Make Shuffling Great Again: A Side-Channel Resistant Fisher-Yates Algorithm for Protecting Neural Networks
Leonard Puškáč, Marek Benovič, Jakub Breier, Xiaolu Hou
TL;DR
The paper addresses the vulnerability of software-based shuffling in neural networks to side-channel attacks by proposing a side-channel resistant Fisher-Yates shuffle that uses masking for modular reduction and Blakely's modular multiplication. The core contribution is a protected shuffling scheme that conceals the shuffle index and eliminates division-related leakage, enabling secure parameter protection on general-purpose MCUs. Empirical CPA experiments on an ARM Cortex-M4 show that the protected shuffle prevents reliable weight recovery, while unprotected implementations remain susceptible, even with large numbers of traces; the memory overhead is $2\times$ the largest layer and time overhead ranges from $4\%$ to $0.49\%$ as layer size grows. The work demonstrates a practical, hardware-agnostic defense suitable for embedded NN deployments and lays groundwork for combining hiding with masking in future work.
Abstract
Neural network models implemented in embedded devices have been shown to be susceptible to side-channel attacks (SCAs), allowing recovery of proprietary model parameters, such as weights and biases. There are already available countermeasure methods currently used for protecting cryptographic implementations that can be tailored to protect embedded neural network models. Shuffling, a hiding-based countermeasure that randomly shuffles the order of computations, was shown to be vulnerable to SCA when the Fisher-Yates algorithm is used. In this paper, we propose a design of an SCA-secure version of the Fisher-Yates algorithm. By integrating the masking technique for modular reduction and Blakely's method for modular multiplication, we effectively remove the vulnerability in the division operation that led to side-channel leakage in the original version of the algorithm.
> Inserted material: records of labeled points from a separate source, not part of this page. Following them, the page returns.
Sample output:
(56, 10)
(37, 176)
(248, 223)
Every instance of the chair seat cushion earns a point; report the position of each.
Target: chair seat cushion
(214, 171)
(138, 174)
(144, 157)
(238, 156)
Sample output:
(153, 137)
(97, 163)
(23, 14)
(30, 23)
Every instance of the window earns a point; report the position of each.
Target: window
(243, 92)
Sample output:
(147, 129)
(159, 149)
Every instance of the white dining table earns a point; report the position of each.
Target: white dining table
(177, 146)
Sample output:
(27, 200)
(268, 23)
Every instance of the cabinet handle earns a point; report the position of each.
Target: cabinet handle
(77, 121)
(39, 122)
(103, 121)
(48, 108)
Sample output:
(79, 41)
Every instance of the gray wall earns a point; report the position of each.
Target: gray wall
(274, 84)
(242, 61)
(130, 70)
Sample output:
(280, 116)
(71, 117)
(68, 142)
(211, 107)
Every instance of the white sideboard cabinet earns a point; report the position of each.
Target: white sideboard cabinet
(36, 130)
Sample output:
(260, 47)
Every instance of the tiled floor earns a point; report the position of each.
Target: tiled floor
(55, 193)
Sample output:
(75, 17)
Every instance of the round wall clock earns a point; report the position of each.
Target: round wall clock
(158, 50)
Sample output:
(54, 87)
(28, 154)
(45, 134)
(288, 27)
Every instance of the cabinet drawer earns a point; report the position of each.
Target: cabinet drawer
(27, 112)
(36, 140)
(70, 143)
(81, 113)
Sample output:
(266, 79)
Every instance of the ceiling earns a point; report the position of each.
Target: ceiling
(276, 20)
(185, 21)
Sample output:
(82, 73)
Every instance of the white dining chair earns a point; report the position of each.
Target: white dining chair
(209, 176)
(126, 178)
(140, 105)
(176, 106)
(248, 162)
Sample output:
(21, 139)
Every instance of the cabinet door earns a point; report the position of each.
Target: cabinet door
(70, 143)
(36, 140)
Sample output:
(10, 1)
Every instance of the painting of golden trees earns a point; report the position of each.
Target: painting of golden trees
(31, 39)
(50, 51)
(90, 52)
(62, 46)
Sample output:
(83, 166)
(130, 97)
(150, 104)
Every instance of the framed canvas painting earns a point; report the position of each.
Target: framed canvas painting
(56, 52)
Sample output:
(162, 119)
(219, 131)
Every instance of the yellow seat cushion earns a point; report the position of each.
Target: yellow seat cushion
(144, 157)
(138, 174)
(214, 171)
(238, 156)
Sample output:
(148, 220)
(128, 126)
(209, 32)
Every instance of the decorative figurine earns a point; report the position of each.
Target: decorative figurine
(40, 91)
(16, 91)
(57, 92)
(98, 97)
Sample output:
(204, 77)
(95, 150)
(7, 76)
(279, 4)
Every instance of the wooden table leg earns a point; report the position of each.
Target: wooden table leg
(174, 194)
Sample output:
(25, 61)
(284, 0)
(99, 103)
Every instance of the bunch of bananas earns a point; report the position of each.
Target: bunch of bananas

We experimentally evaluate that the countermeasure is effective against SCA by implementing a correlation power analysis attack on an embedded neural network model implemented on ARM Cortex-M4. Compared to the original proposal, the memory overhead is $2\times$ the biggest layer of the network, while the time overhead varies from $4\%$ to $0.49\%$ for a layer with $100$ and $1000$ neurons, respectively.